13. The structure of claim 1 comprising a substrate carrying said electrically conductive film.

14. The structure of claim 13, wherein the substrate is a semiconductor.

15. The structure of claim 13 wherein said substrate is made of insulating or semi-insulating material.

16. The structure of claim 13 wherein said substrate is made of silicon or GaAs.

17. The structure of claim 1 wherein thickness of the electrically conductive film substantially does not exceed 50 nm.

18. The structure of claim 17, wherein the thickness of the electrically conductive film is about 1-10 nm.

19. A paramagnetic structure comprising an electrically conductive film having a thickness in a nanoscopic range, and organic molecules absorbed on and extending from a surface of the film, said organic molecules containing a binding group forming a chemical bond to said surface and forming a self-assembled monolayer on said surface.

20. A spin selective material for spintronics comprising an electrically conductive film having a thickness in a nanoscopic range, and organic molecules absorbed on and extending from a surface of the film, said organic molecules containing a binding group forming a chemical bond to said surface and forming a self-assembled monolayer on said surface.

21. A data carrier comprising a substrate made of insulating or semi-insulating material, and an array of the structures of claim 1 on top of said substrate, the structures thereby forming first data regions having magnetic moment spaced by second data regions with no magnetic moment.

22. A data carrier comprising an insulating or semi-insulating substrate whose surface is patterned to form first data regions spaced from each other by second regions of the substrate surface, wherein each of the first data regions includes an electrically conductive film and organic molecules absorbed on and extending from said film, said organic molecules containing a binding group forming a chemical bond to said film and forming a self-assembled monolayer on said film.

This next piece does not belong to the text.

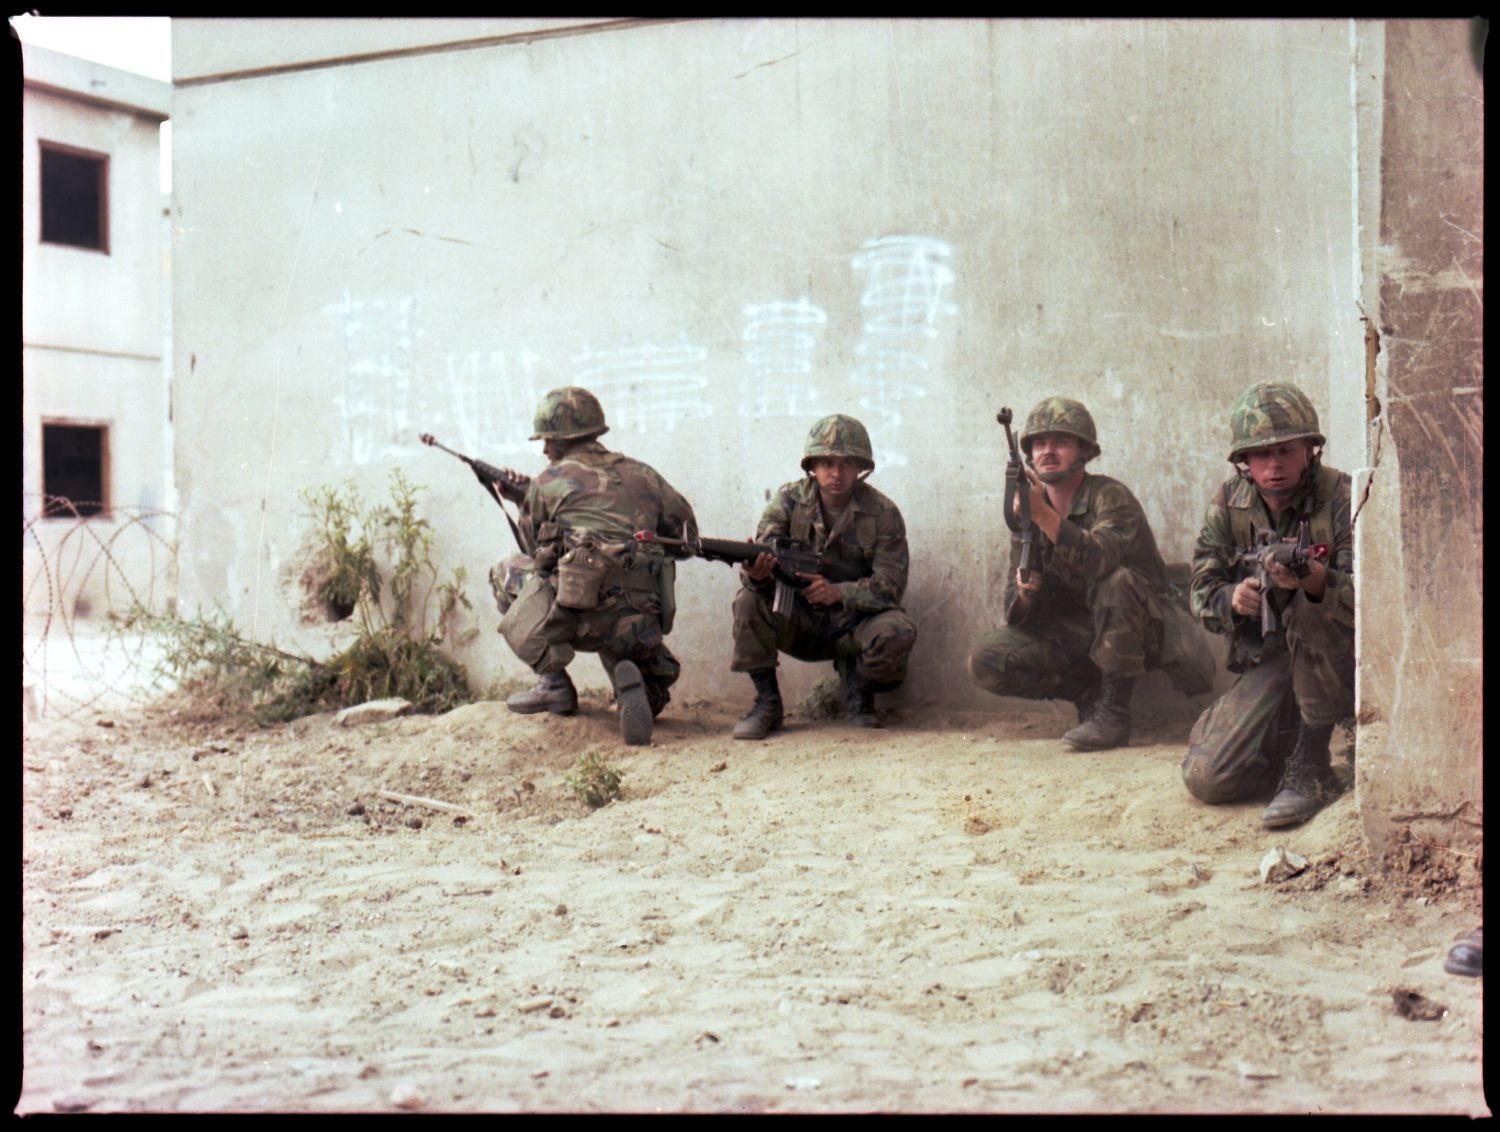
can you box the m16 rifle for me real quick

23. A device comprising a nanoscopic structure formed by an electrically conductive film and organic molecules absorbed on and extending from the surface of said film, said organic molecules containing a binding group forming a chemical bond to said surface and forming a self-assembled monolayer on said surface, the device thereby enabling selective magnetization of regions of said structure to form a pattern including spaced-apart regions of the structure having magnetic moment spaced by the regions of the structure with no magnetic moment.

24. A data carrier comprising a nanoscopic structure formed by an electrically conductive film and organic molecules absorbed on and extending from the surface of said film, said organic molecules containing a binding group forming a chemical bond to said surface and forming a self-assembled monolayer on said surface, the data carrier being selectively magnetized to form a pattern including first magnetized data regions having magnetic moment spaced by second non-magnetized regions having no magnetic moment, the data being readable by measuring transmission of spin polarized electrons through the structure.

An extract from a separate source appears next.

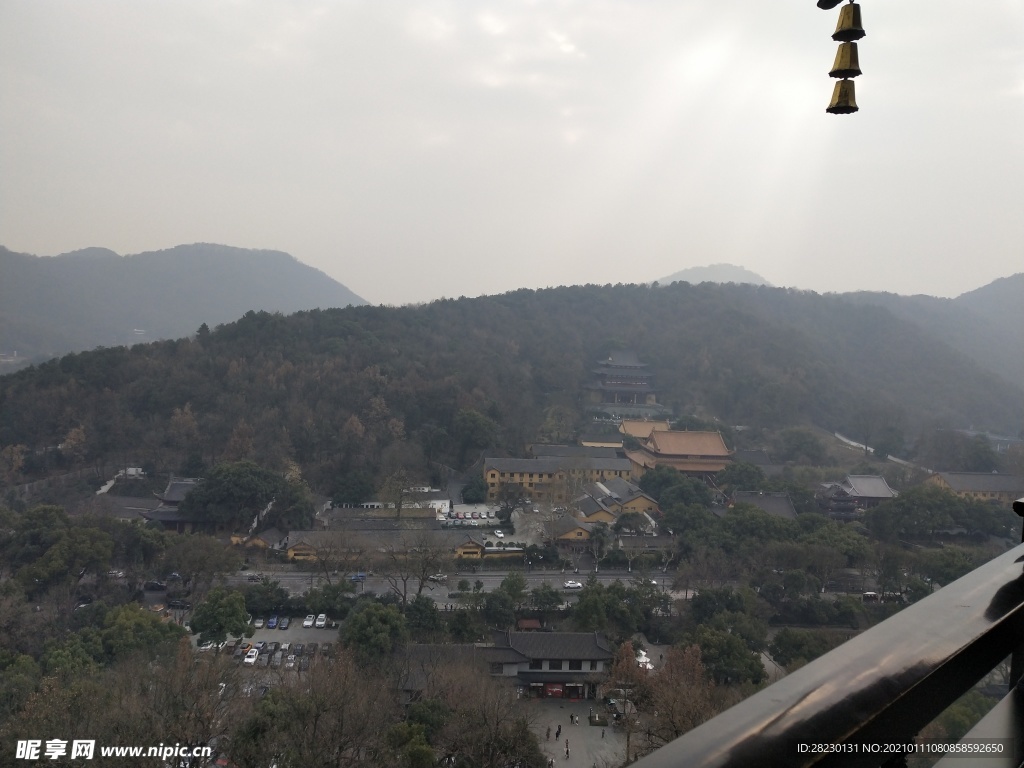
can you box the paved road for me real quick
[224,570,681,605]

25. A spin filter device for producing a spin-polarized current, the device comprising:

a spintronic structure comprising organic molecules absorbed on and extending from a surface of an electrically conductive film, wherein said organic molecules contain a binding group forming a chemical bond to said surface and form a self-assembled monolayer thereon;

a source of magnetic field arranged near said electrically conductive film and operable for aligning spins of electrons in the film; and

a pair of terminals distant from each other and coupled to said film, the terminals being arranged for allowing an electric current passage therebetween.

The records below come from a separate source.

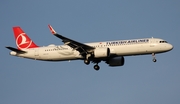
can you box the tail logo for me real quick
[16,33,32,49]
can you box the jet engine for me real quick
[107,56,125,66]
[93,48,110,58]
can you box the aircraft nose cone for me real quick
[168,44,173,50]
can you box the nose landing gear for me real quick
[152,53,157,62]
[153,58,157,62]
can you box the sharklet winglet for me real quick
[48,24,57,34]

26. A method for fabricating a paramagnetic and spin selective material for spintronics, the method comprising selecting organic molecules containing a binding group forming a chemical bond to the surface of an electrically conductive film, and absorbing the organic molecules absorbed on the surface of said such that the absorbed organic molecules extend from said surface, thereby creating a nanoscopic structure formed by a self-assembled monolayer of said molecules on said surface.